North America and Japan

Many customers send their audio output over Twilio. All audio sent over Twilio is transcoded to µ-law encoding with an 8 kHz sample rate.
?encoding=pcm_mulaw&sample_rate=8000

Europe, India, and others

The standard for European and international telephone networks (G.711A) is 8-bit A-law compressed PCM with an 8 kHz sample rate.
?encoding=pcm_alaw&sample_rate=8000

Voice agent platforms

Many voice agent platforms use pcm_s16le at a 16 kHz sample rate in their pipeline.

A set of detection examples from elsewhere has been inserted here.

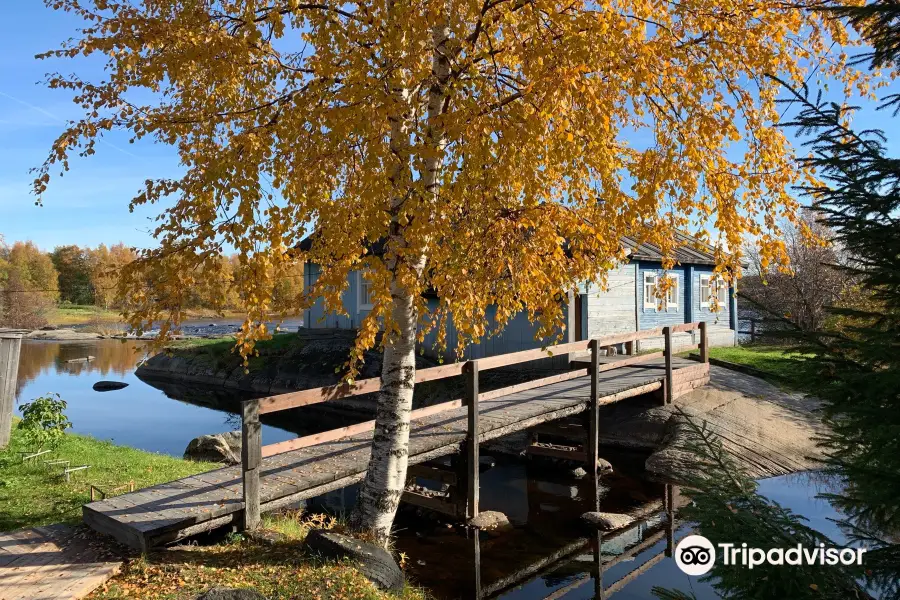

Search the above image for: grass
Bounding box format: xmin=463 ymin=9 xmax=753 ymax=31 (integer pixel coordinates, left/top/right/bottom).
xmin=88 ymin=511 xmax=427 ymax=600
xmin=47 ymin=304 xmax=122 ymax=326
xmin=47 ymin=302 xmax=264 ymax=327
xmin=709 ymin=346 xmax=818 ymax=390
xmin=0 ymin=424 xmax=219 ymax=531
xmin=169 ymin=333 xmax=304 ymax=369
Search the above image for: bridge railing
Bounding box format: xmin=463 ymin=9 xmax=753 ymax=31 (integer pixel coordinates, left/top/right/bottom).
xmin=241 ymin=322 xmax=709 ymax=529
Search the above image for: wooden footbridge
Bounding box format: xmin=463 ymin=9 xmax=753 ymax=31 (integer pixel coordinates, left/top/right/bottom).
xmin=83 ymin=323 xmax=709 ymax=550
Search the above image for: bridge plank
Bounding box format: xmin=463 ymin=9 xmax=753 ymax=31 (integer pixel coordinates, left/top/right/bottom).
xmin=84 ymin=357 xmax=700 ymax=547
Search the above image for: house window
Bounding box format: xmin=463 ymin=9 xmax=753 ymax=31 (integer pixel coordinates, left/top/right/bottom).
xmin=666 ymin=276 xmax=678 ymax=310
xmin=359 ymin=273 xmax=373 ymax=310
xmin=644 ymin=273 xmax=659 ymax=309
xmin=644 ymin=273 xmax=678 ymax=310
xmin=700 ymin=275 xmax=728 ymax=308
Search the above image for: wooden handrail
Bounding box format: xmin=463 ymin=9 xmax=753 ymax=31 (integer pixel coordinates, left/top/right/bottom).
xmin=241 ymin=322 xmax=708 ymax=529
xmin=253 ymin=363 xmax=465 ymax=415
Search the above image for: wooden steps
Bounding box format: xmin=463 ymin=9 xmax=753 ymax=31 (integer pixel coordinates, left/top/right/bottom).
xmin=82 ymin=357 xmax=708 ymax=550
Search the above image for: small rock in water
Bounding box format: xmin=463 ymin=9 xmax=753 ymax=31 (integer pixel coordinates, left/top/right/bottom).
xmin=66 ymin=356 xmax=94 ymax=364
xmin=94 ymin=381 xmax=128 ymax=392
xmin=581 ymin=512 xmax=634 ymax=531
xmin=197 ymin=587 xmax=266 ymax=600
xmin=570 ymin=467 xmax=587 ymax=479
xmin=468 ymin=510 xmax=510 ymax=531
xmin=184 ymin=431 xmax=241 ymax=465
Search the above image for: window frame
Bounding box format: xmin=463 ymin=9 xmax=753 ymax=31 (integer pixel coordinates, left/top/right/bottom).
xmin=698 ymin=274 xmax=728 ymax=309
xmin=665 ymin=273 xmax=681 ymax=312
xmin=356 ymin=271 xmax=374 ymax=310
xmin=643 ymin=271 xmax=659 ymax=310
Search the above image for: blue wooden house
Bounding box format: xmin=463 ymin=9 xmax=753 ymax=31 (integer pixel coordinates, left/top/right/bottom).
xmin=301 ymin=234 xmax=737 ymax=360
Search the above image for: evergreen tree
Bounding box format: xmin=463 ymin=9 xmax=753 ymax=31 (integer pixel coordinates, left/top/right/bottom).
xmin=772 ymin=0 xmax=900 ymax=596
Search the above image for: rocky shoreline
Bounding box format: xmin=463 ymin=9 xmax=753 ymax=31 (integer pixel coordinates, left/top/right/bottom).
xmin=137 ymin=330 xmax=824 ymax=479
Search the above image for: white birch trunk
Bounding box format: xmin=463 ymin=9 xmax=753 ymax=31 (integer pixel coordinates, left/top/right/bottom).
xmin=351 ymin=19 xmax=450 ymax=544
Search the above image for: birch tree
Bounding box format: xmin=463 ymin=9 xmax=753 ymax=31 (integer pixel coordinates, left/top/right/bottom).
xmin=34 ymin=0 xmax=868 ymax=539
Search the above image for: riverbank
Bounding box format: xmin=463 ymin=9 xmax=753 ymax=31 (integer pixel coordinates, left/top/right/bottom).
xmin=87 ymin=513 xmax=429 ymax=600
xmin=47 ymin=304 xmax=245 ymax=328
xmin=0 ymin=424 xmax=220 ymax=531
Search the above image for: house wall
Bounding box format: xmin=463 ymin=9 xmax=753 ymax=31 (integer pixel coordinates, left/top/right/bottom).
xmin=303 ymin=263 xmax=358 ymax=329
xmin=636 ymin=261 xmax=690 ymax=329
xmin=582 ymin=263 xmax=637 ymax=339
xmin=421 ymin=298 xmax=568 ymax=366
xmin=691 ymin=265 xmax=732 ymax=327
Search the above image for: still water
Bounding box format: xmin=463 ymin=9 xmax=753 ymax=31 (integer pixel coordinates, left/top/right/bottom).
xmin=17 ymin=340 xmax=845 ymax=600
xmin=16 ymin=340 xmax=295 ymax=456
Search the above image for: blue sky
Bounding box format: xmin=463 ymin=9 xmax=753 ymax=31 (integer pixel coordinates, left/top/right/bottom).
xmin=0 ymin=0 xmax=178 ymax=250
xmin=0 ymin=0 xmax=900 ymax=250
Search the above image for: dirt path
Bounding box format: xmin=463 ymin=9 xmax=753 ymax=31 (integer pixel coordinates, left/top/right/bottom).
xmin=0 ymin=525 xmax=122 ymax=600
xmin=601 ymin=366 xmax=825 ymax=477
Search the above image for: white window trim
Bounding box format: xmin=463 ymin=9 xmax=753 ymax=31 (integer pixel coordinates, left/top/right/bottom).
xmin=644 ymin=271 xmax=659 ymax=310
xmin=356 ymin=271 xmax=373 ymax=310
xmin=698 ymin=275 xmax=712 ymax=308
xmin=664 ymin=274 xmax=681 ymax=311
xmin=699 ymin=275 xmax=728 ymax=308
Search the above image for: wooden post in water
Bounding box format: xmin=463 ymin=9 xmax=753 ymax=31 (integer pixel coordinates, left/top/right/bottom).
xmin=585 ymin=340 xmax=600 ymax=486
xmin=663 ymin=483 xmax=675 ymax=558
xmin=700 ymin=321 xmax=709 ymax=362
xmin=663 ymin=326 xmax=674 ymax=404
xmin=241 ymin=400 xmax=262 ymax=531
xmin=0 ymin=329 xmax=24 ymax=449
xmin=463 ymin=360 xmax=479 ymax=519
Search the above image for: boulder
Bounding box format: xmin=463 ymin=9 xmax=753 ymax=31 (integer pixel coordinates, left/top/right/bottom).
xmin=468 ymin=510 xmax=510 ymax=531
xmin=306 ymin=529 xmax=403 ymax=592
xmin=94 ymin=381 xmax=128 ymax=392
xmin=66 ymin=356 xmax=94 ymax=365
xmin=197 ymin=588 xmax=266 ymax=600
xmin=184 ymin=431 xmax=241 ymax=465
xmin=581 ymin=512 xmax=634 ymax=531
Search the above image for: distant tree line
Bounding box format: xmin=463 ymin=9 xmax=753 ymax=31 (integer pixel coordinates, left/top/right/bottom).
xmin=0 ymin=237 xmax=303 ymax=328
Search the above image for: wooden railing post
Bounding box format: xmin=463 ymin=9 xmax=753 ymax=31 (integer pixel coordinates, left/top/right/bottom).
xmin=700 ymin=321 xmax=709 ymax=362
xmin=463 ymin=360 xmax=479 ymax=519
xmin=0 ymin=329 xmax=24 ymax=449
xmin=663 ymin=483 xmax=675 ymax=557
xmin=586 ymin=340 xmax=600 ymax=486
xmin=663 ymin=326 xmax=673 ymax=404
xmin=241 ymin=400 xmax=262 ymax=530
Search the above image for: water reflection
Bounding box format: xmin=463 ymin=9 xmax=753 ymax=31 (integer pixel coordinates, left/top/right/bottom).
xmin=16 ymin=340 xmax=149 ymax=397
xmin=16 ymin=340 xmax=295 ymax=456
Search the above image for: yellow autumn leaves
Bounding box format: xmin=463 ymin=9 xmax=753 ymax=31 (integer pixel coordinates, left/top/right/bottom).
xmin=35 ymin=0 xmax=868 ymax=370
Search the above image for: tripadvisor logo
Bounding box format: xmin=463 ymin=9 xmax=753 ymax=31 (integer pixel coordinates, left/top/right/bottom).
xmin=675 ymin=535 xmax=866 ymax=575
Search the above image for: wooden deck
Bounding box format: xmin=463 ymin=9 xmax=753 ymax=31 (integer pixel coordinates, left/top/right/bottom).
xmin=83 ymin=356 xmax=708 ymax=549
xmin=0 ymin=525 xmax=121 ymax=600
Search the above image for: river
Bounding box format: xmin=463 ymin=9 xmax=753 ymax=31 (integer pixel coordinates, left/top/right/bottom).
xmin=8 ymin=340 xmax=864 ymax=600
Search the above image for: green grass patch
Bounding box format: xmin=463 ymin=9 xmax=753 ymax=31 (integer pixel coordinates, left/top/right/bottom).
xmin=709 ymin=346 xmax=818 ymax=390
xmin=168 ymin=333 xmax=304 ymax=369
xmin=88 ymin=511 xmax=429 ymax=600
xmin=0 ymin=424 xmax=220 ymax=531
xmin=47 ymin=304 xmax=122 ymax=326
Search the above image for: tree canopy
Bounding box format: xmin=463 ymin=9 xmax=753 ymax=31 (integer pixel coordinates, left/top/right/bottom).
xmin=35 ymin=0 xmax=867 ymax=366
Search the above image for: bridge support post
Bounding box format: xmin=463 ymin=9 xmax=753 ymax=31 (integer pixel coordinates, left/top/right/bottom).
xmin=663 ymin=483 xmax=675 ymax=558
xmin=0 ymin=329 xmax=24 ymax=449
xmin=463 ymin=360 xmax=479 ymax=519
xmin=241 ymin=400 xmax=262 ymax=531
xmin=700 ymin=321 xmax=709 ymax=362
xmin=585 ymin=339 xmax=600 ymax=486
xmin=663 ymin=326 xmax=674 ymax=404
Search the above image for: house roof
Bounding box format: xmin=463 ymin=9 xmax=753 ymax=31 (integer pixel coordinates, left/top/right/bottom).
xmin=298 ymin=231 xmax=747 ymax=267
xmin=621 ymin=231 xmax=716 ymax=265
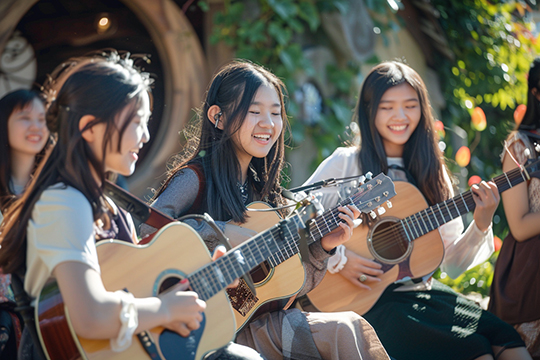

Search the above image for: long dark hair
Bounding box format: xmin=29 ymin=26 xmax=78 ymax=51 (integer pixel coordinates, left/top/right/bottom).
xmin=517 ymin=58 xmax=540 ymax=130
xmin=354 ymin=61 xmax=450 ymax=205
xmin=0 ymin=51 xmax=149 ymax=273
xmin=0 ymin=89 xmax=48 ymax=211
xmin=154 ymin=61 xmax=288 ymax=222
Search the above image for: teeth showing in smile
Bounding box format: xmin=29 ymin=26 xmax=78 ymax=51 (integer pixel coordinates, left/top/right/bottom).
xmin=388 ymin=125 xmax=407 ymax=131
xmin=253 ymin=134 xmax=270 ymax=140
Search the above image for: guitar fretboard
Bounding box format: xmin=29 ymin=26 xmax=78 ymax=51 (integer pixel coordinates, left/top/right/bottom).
xmin=395 ymin=168 xmax=526 ymax=241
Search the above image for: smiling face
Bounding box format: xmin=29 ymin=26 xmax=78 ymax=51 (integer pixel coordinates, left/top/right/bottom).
xmin=234 ymin=84 xmax=283 ymax=169
xmin=375 ymin=83 xmax=422 ymax=157
xmin=8 ymin=99 xmax=49 ymax=157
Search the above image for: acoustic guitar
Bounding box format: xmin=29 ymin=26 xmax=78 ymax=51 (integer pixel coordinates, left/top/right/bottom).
xmin=308 ymin=160 xmax=540 ymax=315
xmin=233 ymin=173 xmax=396 ymax=331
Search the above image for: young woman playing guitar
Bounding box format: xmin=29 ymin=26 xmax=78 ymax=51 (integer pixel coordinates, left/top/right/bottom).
xmin=0 ymin=51 xmax=262 ymax=360
xmin=306 ymin=61 xmax=530 ymax=360
xmin=142 ymin=62 xmax=388 ymax=359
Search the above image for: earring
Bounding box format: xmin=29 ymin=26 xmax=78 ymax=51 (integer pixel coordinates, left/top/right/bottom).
xmin=214 ymin=111 xmax=223 ymax=129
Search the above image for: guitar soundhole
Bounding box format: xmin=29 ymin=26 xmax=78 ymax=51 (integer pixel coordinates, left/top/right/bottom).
xmin=371 ymin=222 xmax=409 ymax=261
xmin=158 ymin=277 xmax=181 ymax=294
xmin=250 ymin=261 xmax=271 ymax=284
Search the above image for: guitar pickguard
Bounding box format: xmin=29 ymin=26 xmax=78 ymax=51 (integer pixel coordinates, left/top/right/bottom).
xmin=159 ymin=313 xmax=206 ymax=360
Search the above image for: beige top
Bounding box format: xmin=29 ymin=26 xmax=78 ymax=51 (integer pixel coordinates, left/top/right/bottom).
xmin=24 ymin=184 xmax=100 ymax=298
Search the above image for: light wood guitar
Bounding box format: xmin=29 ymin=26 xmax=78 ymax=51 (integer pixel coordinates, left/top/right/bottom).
xmin=233 ymin=173 xmax=396 ymax=331
xmin=308 ymin=160 xmax=540 ymax=315
xmin=35 ymin=217 xmax=304 ymax=360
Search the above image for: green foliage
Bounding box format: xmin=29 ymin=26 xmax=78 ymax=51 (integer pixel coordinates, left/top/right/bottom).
xmin=431 ymin=0 xmax=540 ymax=236
xmin=433 ymin=252 xmax=498 ymax=297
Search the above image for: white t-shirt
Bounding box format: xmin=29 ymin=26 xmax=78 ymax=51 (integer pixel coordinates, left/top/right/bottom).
xmin=24 ymin=184 xmax=100 ymax=298
xmin=305 ymin=147 xmax=494 ymax=290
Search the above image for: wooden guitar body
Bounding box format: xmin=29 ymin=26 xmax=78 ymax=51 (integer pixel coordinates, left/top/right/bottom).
xmin=36 ymin=222 xmax=236 ymax=360
xmin=233 ymin=202 xmax=305 ymax=331
xmin=308 ymin=181 xmax=444 ymax=315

You should double check with your specific platform.
?encoding=pcm_s16le&sample_rate=16000

Web browsers

When capturing microphone audio through the Web Audio API, the samples are pcm_f32le. An AudioContext—and the AudioWorklet nodes you read frames from—always produces 32-bit float. The capture sample rate defaults to whatever the user’s input hardware reports, commonly 48 kHz but sometimes 44.1 kHz. Read it from AudioContext.sampleRate and send the same value:
const audioContext = new AudioContext();
console.log(audioContext.sampleRate); // e.g. 48000
?encoding=pcm_f32le&sample_rate=48000
Speech recognition gains little from rates above 16 kHz, so downsampling to pcm_s16le at 16 kHz before you send cuts bandwidth with negligible impact on accuracy.

Double check your parameters

The model decodes your bytes using the encoding and sample_rate you declared in the connection. Our server might not error if these parameters are incorrect. You can validate your parameters by saving your audio data and playing it back with ffplay:
# encoding=pcm_s16le
# sample_rate=16000
# 1 channel (the API expects mono)
ffplay -f s16le -ar 16000 -ac 1 audio.raw

# general format
ffplay -f <encoding_without_pcm_prefix> -ar <sample_rate> -ac <num_channels_must_be_one> <file_path>
If the playback sounds wrong (it should be quite obvious), then your encoding or sample_rate doesn’t match the data. Correct it so your audio plays back cleanly, then send those same values to the API.